= Local option sales tax =

In the United States, a local option sales tax (often abbreviated LOST) is a special-purpose local option tax implemented and levied at the city or county level. A local option sales tax is often used as a means of raising funds for specific local or area projects, such as improving area streets and roads, or refurbishing a community's downtown area.

LOSTs are always appended onto a state's base sales tax rate, most commonly at a rate of 1%. For example, in Iowa, the base sales tax rate is 6% statewide, or six cents per dollar. If a city or county in Iowa were to implement a local option sales tax, this would result in a 7% sales tax rate, or seven cents per dollar. Since a LOST is implemented at city or county level, they apply only within the city or county in which it was implemented. Using the Iowa example, this means that any neighboring cities or counties would remain at 6% sales tax, unless they implement their own LOST.

A LOST most often (if not always) requires a passing vote by the general public before they can be implemented. Once implemented, a LOST is often levied for only temporary time periods, such as five years. As the expiration date approaches, another vote may be presented to the public, giving the options of either extending the LOST (for any other projects), or letting the LOST expire and discontinue.

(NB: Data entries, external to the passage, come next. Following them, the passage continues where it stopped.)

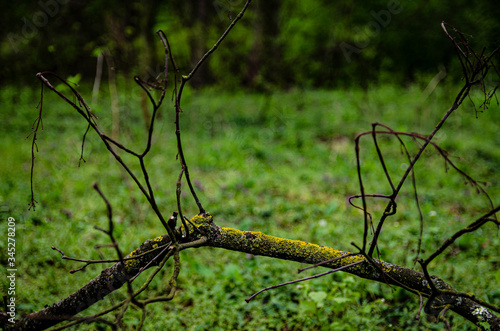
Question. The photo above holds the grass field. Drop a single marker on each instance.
(279, 163)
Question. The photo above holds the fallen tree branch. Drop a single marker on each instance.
(206, 233)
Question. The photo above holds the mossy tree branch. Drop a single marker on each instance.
(206, 233)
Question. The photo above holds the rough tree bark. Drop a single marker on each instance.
(205, 232)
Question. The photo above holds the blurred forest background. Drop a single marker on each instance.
(313, 43)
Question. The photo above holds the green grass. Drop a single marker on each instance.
(283, 164)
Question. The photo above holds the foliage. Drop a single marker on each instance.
(297, 43)
(282, 163)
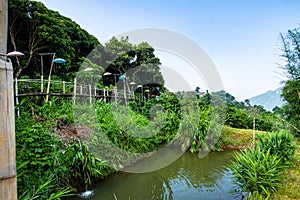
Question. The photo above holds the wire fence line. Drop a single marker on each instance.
(37, 87)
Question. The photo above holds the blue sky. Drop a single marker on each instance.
(241, 37)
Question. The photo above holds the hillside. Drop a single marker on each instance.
(269, 99)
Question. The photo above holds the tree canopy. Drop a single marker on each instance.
(34, 29)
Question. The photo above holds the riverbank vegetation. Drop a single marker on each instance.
(57, 141)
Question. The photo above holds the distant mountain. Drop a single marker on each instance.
(268, 100)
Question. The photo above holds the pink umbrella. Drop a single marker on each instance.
(15, 53)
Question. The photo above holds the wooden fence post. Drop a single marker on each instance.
(8, 181)
(90, 93)
(64, 87)
(17, 98)
(8, 184)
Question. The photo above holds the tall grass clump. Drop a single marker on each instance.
(259, 170)
(281, 143)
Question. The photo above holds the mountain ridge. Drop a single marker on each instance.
(269, 99)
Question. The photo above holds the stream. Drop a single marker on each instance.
(189, 177)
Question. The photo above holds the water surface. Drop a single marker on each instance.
(189, 177)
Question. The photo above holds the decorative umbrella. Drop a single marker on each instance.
(15, 53)
(59, 61)
(122, 77)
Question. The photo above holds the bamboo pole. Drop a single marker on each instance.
(49, 79)
(17, 98)
(8, 183)
(64, 87)
(90, 93)
(74, 92)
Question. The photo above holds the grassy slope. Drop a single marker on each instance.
(233, 138)
(290, 188)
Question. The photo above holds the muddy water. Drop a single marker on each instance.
(189, 177)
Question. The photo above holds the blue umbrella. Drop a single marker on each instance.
(122, 77)
(59, 61)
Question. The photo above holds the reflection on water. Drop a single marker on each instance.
(187, 178)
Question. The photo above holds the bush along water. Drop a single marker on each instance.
(259, 171)
(49, 167)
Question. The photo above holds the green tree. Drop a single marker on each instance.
(138, 62)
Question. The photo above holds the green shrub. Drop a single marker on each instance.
(257, 171)
(280, 143)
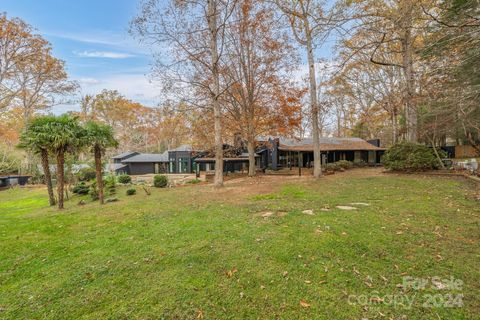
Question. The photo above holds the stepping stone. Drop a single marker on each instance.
(359, 204)
(346, 208)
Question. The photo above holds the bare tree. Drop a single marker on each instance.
(193, 33)
(310, 25)
(258, 58)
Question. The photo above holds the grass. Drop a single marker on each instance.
(193, 252)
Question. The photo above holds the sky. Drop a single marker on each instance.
(92, 37)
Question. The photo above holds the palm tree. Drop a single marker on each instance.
(35, 138)
(64, 135)
(99, 137)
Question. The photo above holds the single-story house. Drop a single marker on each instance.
(13, 180)
(178, 160)
(271, 152)
(278, 152)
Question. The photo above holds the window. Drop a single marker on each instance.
(182, 165)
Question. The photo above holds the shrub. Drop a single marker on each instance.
(124, 179)
(81, 188)
(408, 156)
(86, 174)
(344, 164)
(160, 181)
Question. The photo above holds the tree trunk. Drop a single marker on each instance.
(98, 172)
(394, 127)
(317, 164)
(410, 106)
(212, 24)
(251, 157)
(60, 177)
(48, 176)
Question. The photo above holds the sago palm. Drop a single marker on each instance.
(99, 137)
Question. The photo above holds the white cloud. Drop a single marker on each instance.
(88, 81)
(103, 54)
(136, 87)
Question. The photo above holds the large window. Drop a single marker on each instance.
(172, 166)
(182, 165)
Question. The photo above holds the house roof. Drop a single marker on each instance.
(148, 157)
(327, 144)
(124, 154)
(116, 166)
(224, 159)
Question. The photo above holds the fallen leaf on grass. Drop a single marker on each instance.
(304, 304)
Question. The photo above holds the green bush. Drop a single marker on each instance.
(344, 164)
(86, 174)
(124, 179)
(81, 188)
(408, 156)
(160, 181)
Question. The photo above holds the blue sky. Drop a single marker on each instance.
(92, 37)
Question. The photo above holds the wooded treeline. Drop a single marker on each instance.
(399, 70)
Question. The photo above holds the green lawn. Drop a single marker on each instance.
(193, 252)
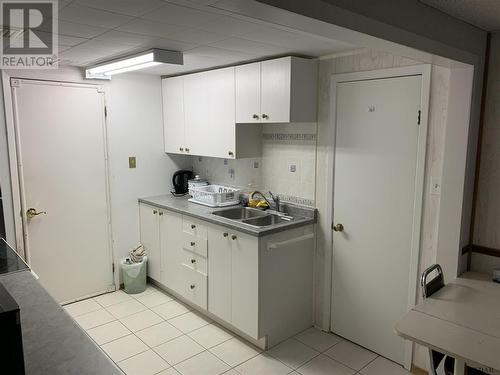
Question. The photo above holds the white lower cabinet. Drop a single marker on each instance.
(260, 286)
(150, 238)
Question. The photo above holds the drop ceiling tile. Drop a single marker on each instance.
(145, 27)
(93, 17)
(79, 30)
(122, 37)
(196, 36)
(249, 46)
(180, 15)
(229, 26)
(128, 7)
(105, 47)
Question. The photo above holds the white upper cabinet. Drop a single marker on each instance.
(277, 91)
(215, 113)
(173, 114)
(248, 93)
(195, 113)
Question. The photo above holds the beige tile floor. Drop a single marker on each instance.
(153, 333)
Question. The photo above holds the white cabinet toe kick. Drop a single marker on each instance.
(261, 288)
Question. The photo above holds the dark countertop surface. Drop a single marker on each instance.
(181, 205)
(53, 342)
(9, 260)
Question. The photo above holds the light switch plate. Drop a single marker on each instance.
(132, 162)
(435, 186)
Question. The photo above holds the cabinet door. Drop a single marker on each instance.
(219, 271)
(275, 90)
(173, 114)
(247, 83)
(245, 283)
(150, 238)
(220, 139)
(171, 248)
(197, 128)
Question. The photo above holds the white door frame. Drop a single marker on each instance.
(15, 164)
(424, 71)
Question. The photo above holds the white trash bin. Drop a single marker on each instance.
(134, 275)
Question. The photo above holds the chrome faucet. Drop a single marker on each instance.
(275, 198)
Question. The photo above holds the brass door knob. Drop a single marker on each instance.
(338, 228)
(32, 212)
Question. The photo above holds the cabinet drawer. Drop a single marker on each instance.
(194, 261)
(194, 227)
(195, 244)
(194, 286)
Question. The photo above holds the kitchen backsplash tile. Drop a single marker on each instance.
(287, 166)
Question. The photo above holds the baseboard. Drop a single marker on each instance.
(418, 371)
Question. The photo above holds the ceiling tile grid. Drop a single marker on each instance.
(92, 31)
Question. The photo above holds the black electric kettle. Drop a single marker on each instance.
(180, 182)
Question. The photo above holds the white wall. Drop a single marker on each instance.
(135, 128)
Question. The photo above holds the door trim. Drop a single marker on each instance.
(424, 71)
(15, 164)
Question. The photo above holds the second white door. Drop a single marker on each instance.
(377, 135)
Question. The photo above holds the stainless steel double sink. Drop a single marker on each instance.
(253, 216)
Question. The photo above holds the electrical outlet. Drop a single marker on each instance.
(132, 162)
(435, 186)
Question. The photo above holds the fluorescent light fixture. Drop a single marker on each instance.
(137, 61)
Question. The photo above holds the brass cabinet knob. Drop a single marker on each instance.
(32, 212)
(338, 228)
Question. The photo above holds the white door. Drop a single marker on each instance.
(374, 197)
(150, 238)
(276, 90)
(173, 114)
(247, 83)
(62, 155)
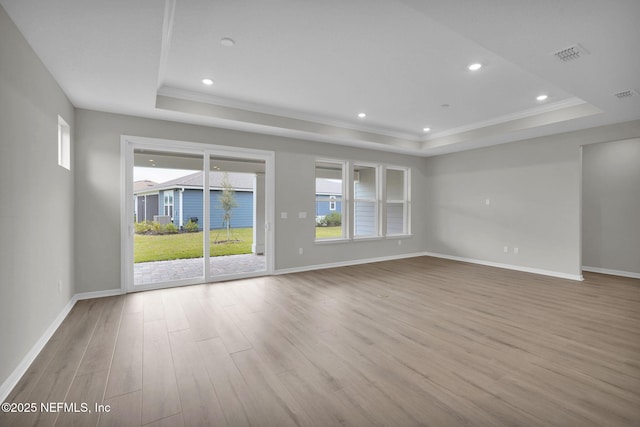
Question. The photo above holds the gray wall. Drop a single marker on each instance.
(534, 189)
(36, 213)
(97, 227)
(611, 206)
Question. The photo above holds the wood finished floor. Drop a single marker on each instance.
(422, 341)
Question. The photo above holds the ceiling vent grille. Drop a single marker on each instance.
(571, 53)
(626, 94)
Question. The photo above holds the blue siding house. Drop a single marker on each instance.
(180, 200)
(328, 196)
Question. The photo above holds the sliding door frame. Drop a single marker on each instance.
(131, 143)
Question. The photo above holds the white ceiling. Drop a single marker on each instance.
(305, 68)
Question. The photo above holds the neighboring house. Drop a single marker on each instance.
(180, 200)
(328, 196)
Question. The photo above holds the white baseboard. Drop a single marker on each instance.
(509, 266)
(344, 263)
(98, 294)
(612, 272)
(28, 359)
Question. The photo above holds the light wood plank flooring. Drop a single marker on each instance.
(422, 341)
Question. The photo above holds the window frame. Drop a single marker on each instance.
(376, 199)
(405, 201)
(344, 202)
(64, 144)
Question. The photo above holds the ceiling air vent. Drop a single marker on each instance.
(571, 53)
(626, 94)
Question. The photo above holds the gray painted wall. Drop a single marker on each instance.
(611, 206)
(98, 195)
(534, 190)
(36, 213)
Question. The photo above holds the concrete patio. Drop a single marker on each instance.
(164, 271)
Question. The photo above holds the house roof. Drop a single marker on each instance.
(143, 184)
(239, 182)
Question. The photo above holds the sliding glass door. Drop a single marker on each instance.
(168, 238)
(194, 214)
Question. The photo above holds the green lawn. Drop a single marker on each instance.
(328, 232)
(189, 245)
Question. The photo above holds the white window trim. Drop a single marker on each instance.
(344, 202)
(64, 144)
(406, 202)
(376, 200)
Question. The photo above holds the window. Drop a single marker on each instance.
(330, 206)
(397, 201)
(64, 144)
(168, 204)
(365, 201)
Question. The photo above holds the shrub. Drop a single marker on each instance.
(142, 227)
(157, 228)
(191, 227)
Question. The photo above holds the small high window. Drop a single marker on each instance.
(64, 144)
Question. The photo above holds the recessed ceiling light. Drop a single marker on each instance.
(227, 41)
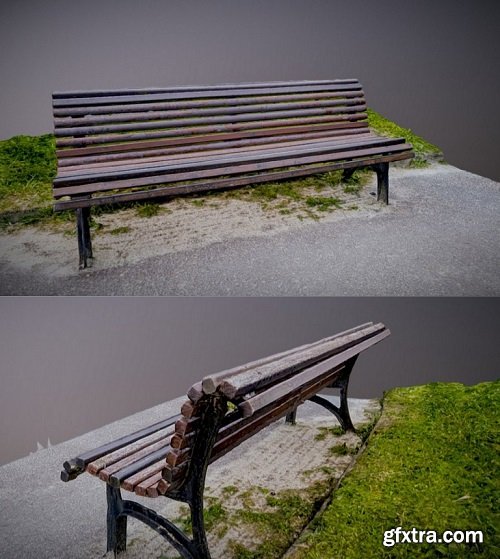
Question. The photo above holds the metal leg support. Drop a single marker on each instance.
(83, 233)
(116, 521)
(382, 170)
(341, 412)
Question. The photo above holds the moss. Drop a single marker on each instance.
(431, 463)
(342, 450)
(147, 210)
(325, 431)
(120, 230)
(385, 127)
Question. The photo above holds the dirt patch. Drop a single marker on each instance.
(262, 495)
(124, 237)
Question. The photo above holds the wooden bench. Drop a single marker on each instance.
(170, 458)
(137, 144)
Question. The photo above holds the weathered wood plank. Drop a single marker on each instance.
(108, 471)
(187, 169)
(281, 390)
(235, 110)
(212, 92)
(204, 186)
(260, 377)
(143, 477)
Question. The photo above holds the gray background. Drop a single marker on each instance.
(69, 365)
(430, 66)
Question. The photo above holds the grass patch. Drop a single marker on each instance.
(28, 166)
(120, 230)
(325, 431)
(147, 210)
(423, 149)
(432, 464)
(280, 523)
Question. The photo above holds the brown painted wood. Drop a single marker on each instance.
(267, 374)
(281, 390)
(188, 409)
(205, 186)
(129, 450)
(106, 473)
(195, 392)
(149, 487)
(235, 110)
(346, 96)
(101, 160)
(150, 160)
(204, 129)
(233, 120)
(210, 383)
(213, 92)
(222, 163)
(200, 88)
(143, 477)
(208, 138)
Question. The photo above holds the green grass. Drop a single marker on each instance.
(28, 165)
(432, 463)
(285, 515)
(421, 147)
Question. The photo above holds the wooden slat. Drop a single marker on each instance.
(211, 382)
(260, 377)
(106, 473)
(128, 471)
(211, 153)
(201, 186)
(223, 162)
(200, 88)
(281, 390)
(206, 129)
(212, 92)
(184, 162)
(143, 477)
(234, 119)
(108, 459)
(245, 429)
(210, 138)
(112, 118)
(195, 392)
(149, 487)
(331, 155)
(87, 161)
(346, 97)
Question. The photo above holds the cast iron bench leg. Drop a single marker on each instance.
(83, 232)
(116, 521)
(382, 170)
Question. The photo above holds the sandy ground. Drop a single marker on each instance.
(181, 225)
(43, 518)
(281, 458)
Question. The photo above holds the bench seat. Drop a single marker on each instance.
(170, 458)
(115, 146)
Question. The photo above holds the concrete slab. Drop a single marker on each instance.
(44, 518)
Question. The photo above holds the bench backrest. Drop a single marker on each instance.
(95, 127)
(260, 393)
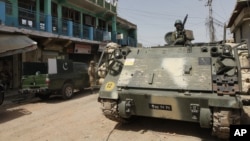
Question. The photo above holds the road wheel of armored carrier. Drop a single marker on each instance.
(222, 118)
(110, 111)
(67, 91)
(43, 96)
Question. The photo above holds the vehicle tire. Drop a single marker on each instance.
(1, 97)
(43, 96)
(67, 91)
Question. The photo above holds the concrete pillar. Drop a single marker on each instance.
(59, 17)
(91, 33)
(114, 29)
(70, 28)
(38, 14)
(81, 25)
(48, 17)
(2, 11)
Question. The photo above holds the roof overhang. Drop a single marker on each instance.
(14, 44)
(240, 5)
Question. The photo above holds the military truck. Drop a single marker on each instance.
(57, 77)
(206, 83)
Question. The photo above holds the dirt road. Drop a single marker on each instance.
(81, 119)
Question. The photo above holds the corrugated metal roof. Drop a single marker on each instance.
(238, 7)
(14, 44)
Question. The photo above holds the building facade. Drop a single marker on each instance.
(240, 20)
(67, 29)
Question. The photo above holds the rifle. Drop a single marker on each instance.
(184, 21)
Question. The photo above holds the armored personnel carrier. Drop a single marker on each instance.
(207, 83)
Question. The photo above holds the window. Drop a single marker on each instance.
(8, 9)
(89, 20)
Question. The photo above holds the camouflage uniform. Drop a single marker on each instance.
(91, 73)
(178, 36)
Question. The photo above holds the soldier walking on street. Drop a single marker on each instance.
(91, 73)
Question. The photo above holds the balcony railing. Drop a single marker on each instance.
(27, 19)
(107, 5)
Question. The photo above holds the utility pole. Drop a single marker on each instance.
(210, 22)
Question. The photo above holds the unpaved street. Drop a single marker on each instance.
(81, 119)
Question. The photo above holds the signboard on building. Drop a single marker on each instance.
(119, 36)
(102, 46)
(82, 49)
(106, 36)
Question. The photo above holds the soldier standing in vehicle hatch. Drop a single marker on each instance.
(178, 36)
(91, 73)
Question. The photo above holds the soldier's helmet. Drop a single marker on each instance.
(178, 22)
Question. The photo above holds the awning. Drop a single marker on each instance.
(15, 44)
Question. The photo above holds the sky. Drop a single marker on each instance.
(154, 18)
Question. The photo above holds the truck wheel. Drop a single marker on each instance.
(43, 96)
(67, 91)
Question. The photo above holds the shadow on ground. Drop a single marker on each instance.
(11, 114)
(164, 126)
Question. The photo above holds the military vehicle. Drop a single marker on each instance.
(206, 83)
(57, 77)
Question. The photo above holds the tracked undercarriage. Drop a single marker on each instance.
(204, 83)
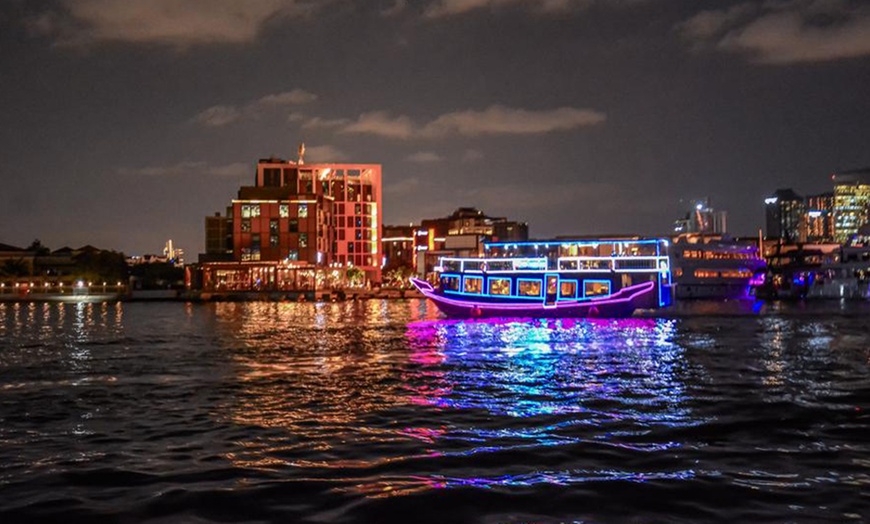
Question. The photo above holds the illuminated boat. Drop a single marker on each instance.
(564, 278)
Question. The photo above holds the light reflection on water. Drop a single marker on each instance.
(485, 388)
(356, 404)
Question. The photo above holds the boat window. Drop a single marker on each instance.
(634, 263)
(450, 283)
(499, 286)
(567, 264)
(474, 285)
(529, 288)
(500, 265)
(473, 265)
(451, 265)
(596, 288)
(595, 264)
(552, 282)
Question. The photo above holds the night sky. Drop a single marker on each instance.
(124, 123)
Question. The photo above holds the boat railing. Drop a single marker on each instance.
(619, 264)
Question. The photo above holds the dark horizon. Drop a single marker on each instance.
(124, 129)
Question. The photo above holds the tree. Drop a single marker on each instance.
(397, 277)
(14, 267)
(37, 247)
(355, 276)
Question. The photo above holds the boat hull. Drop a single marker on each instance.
(619, 305)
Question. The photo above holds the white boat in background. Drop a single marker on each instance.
(848, 277)
(715, 267)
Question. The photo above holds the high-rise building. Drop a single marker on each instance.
(851, 204)
(702, 218)
(785, 216)
(471, 221)
(820, 217)
(297, 215)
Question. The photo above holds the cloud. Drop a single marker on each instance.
(785, 32)
(221, 115)
(709, 24)
(178, 23)
(505, 120)
(441, 8)
(197, 168)
(382, 124)
(495, 120)
(424, 157)
(324, 153)
(472, 155)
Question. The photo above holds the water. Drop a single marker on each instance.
(381, 411)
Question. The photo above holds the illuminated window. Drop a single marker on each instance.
(250, 210)
(499, 286)
(596, 288)
(474, 285)
(450, 283)
(529, 288)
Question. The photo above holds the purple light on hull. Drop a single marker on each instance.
(620, 304)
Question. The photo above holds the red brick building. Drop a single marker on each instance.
(297, 216)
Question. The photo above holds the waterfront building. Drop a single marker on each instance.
(463, 233)
(851, 204)
(399, 244)
(703, 219)
(785, 213)
(820, 217)
(715, 266)
(296, 217)
(472, 221)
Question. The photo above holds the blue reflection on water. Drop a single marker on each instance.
(596, 383)
(526, 369)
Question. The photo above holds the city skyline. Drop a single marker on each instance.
(126, 125)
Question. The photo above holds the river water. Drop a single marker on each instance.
(382, 411)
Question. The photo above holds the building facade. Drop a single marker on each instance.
(703, 219)
(785, 213)
(296, 217)
(820, 217)
(851, 204)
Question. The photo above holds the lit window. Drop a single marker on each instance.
(499, 286)
(596, 288)
(450, 283)
(529, 288)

Some states include multiple types of LOSTs depending on their intended purpose. For example, in Iowa, a standard LOST is used for city or county improvement purposes, whereas a SILO (School Infrastructure Local Option) tax is often used to build new schools, improve existing school buildings, or other educational purposes. Since a standard LOST and SILO are considered different types of taxes, regardless of them both being forms of local option sales taxes, it is possible for a city or county to implement both simultaneously (Using the Iowa example, this would yield an 8% sales tax within that city or county).